聖書について86
86 同じ事柄のような繰り返しが、善と真理の結婚ために、みことばの中にあることは、「国民(国)と人民(民)」が言われている箇所から明らかに見ることができます。
例えば、これらの中に――
わざわいだ、罪を犯す国、不法の重い民(イザヤ1・4)。
暗やみの中を歩いている民は大きな光を見た……あなたは国民を増やされた(イザヤ9・2, 3)。
アッシリヤ、わたしの怒りの杖。……わたしはこれを偽善の国民に送る、わたしの激しい憤りの民に対してわたしはそれを与える(イザヤ10・5, 6)。
その日に生じる。エッサイの根は、民の旗として立ち……国民は求める(イザヤ11・10)。
エホバは「民を……癒されることのできない災害で打ち、怒りとともに国民を支配される(イザヤ14・6)。
その日に、万軍の主に贈り物が、散らされたまた剃髪にされた民、……測られて、踏みにじられた国民からもたらされる(イザヤ18・7)。
力強い民はあなたを尊ぶ、力のある国民の都はあなたを恐れる(イザヤ25・3)。
エホバは「……すべての民の上の包みを……すべての国民の上のおおいを、のみ込まれる」(イザヤ25・7)。
国民よ、近づけ……民よ、聞け(イザヤ34・1)。
わたしはあなたを呼んだ……民を契約の中に、国民を光の中に(イザヤ42・6)。
すべての国民は一つに集められ、民は集まる(イザヤ43・9)。
見よ、わたしは国民に向かってわたしの手を、民に向けて……わたしの旗を上げる(イザヤ49・22)。
わたしはその方を証人として民に、指導者と立法者として国民に与えた(イザヤ55・4, 5)。
見よ、民が北の地から来る。大きな国民が……地の果てから(エレミヤ6・22)。
わたしはあなたに国民の中傷をもはや聞かせない、民のそしりをもはやあなたは受けない(エゼキエル36・15)。
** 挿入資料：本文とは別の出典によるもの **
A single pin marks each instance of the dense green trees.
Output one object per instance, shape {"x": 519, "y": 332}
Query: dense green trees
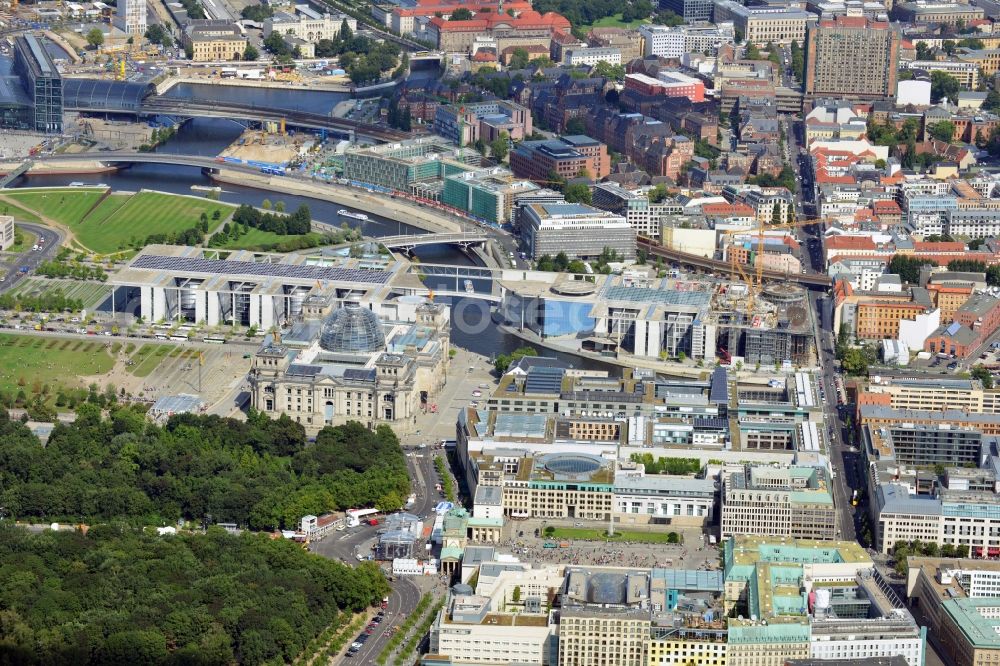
{"x": 944, "y": 85}
{"x": 258, "y": 474}
{"x": 672, "y": 466}
{"x": 117, "y": 596}
{"x": 908, "y": 268}
{"x": 299, "y": 222}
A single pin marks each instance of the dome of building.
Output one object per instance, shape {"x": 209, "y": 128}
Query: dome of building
{"x": 352, "y": 330}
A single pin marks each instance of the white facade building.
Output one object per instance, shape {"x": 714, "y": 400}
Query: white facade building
{"x": 6, "y": 231}
{"x": 592, "y": 56}
{"x": 308, "y": 24}
{"x": 132, "y": 16}
{"x": 662, "y": 41}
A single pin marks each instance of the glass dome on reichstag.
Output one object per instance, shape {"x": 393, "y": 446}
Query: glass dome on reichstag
{"x": 352, "y": 330}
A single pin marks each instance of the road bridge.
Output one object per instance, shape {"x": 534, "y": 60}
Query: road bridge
{"x": 15, "y": 174}
{"x": 407, "y": 243}
{"x": 808, "y": 280}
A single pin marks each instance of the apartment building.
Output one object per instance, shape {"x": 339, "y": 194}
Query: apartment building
{"x": 851, "y": 57}
{"x": 6, "y": 231}
{"x": 916, "y": 393}
{"x": 878, "y": 318}
{"x": 791, "y": 502}
{"x": 966, "y": 73}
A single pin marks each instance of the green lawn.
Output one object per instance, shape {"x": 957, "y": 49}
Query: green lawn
{"x": 150, "y": 359}
{"x": 25, "y": 360}
{"x": 121, "y": 218}
{"x": 581, "y": 534}
{"x": 91, "y": 294}
{"x": 64, "y": 205}
{"x": 27, "y": 239}
{"x": 20, "y": 214}
{"x": 616, "y": 21}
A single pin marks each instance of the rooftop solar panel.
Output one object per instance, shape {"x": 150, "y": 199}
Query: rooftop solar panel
{"x": 359, "y": 374}
{"x": 304, "y": 370}
{"x": 251, "y": 268}
{"x": 544, "y": 380}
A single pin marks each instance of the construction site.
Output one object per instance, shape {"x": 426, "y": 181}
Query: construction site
{"x": 641, "y": 315}
{"x": 272, "y": 145}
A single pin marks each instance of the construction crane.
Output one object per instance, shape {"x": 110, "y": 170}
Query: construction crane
{"x": 755, "y": 280}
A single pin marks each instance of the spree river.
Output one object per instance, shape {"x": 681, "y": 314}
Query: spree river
{"x": 472, "y": 328}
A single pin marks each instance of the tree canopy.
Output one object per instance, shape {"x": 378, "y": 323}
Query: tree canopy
{"x": 258, "y": 473}
{"x": 118, "y": 596}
すべての民と国民がその方を礼拝する(ダニエル7・14)。
国民について物笑いにしないように、民の中で「彼らの神はどこに?」と言わないように(ヨエル2・17)。
わたしの民の残りの者がそれらを略奪する、わたしの国民の残余が彼らを相続する(ゼパニヤ2・9)。
多くの民がやって来る、多数の国民がエルサレムで万軍のエホバを求めるために(ゼカリヤ8・22)。
私の目はあなたの救いを見ます、それはすべての民の顔の前に備えられたもの、国民(異邦人)の啓示の光です(ルカ2・30―32)。
あなたは……私たちをあなたの血で、すべての……民族と国民から、あがなわれた(黙示録5・9)。
あなたは再び民族と国民について預言しなければならない(黙示録10・11)。
あなたは私を国民の頭に置く。私の知らない民が私に仕える(詩篇18・43)。
エホバは国民の計画をむだに戻し、民の考えをひっくり返される(詩篇33・10)。
あなたは私たちを国民の中で物笑いに、民の間で頭の揺れ動く者にされる(詩篇44・14)。
エホバは「民を私たちの下に、国民を私たちの足の下に従わせられる。……エホバは国民の上に支配された。……民の有志たちは集められた」(詩篇47・3, 8, 9)。
あなたを民は称賛する。国民は喜び、歓呼する。あなたが民を正直にさばき、国民を地で導かれることから(詩篇67・3, 4)。
私を覚えてください、エホバ、あなたの民をお気に入りとして。……私があなたの国民の楽しさとして喜ぶように(詩篇106・4, 5)。 (その他の箇所に)。
国民とまた同時に人民が言われているのは、「国民」によって善の中にいる者が、また正反対の意味で悪の中にいる者が意味されるからです。また「人民」によって真理の中にいる者が、また正反対の意味で虚偽の中にいる者が意味されるからです――それゆえ、主の霊的な王国の中にいる者は人民と呼ばれ、主の天的な王国の中にいる者は国民と呼ばれます。なぜなら、霊的な王国の中にいるすべての者は真理の中に、またここから知恵の中にいます、けれども、天的な王国の中にいるすべての者は善の中に、またここから愛の中にいるからです。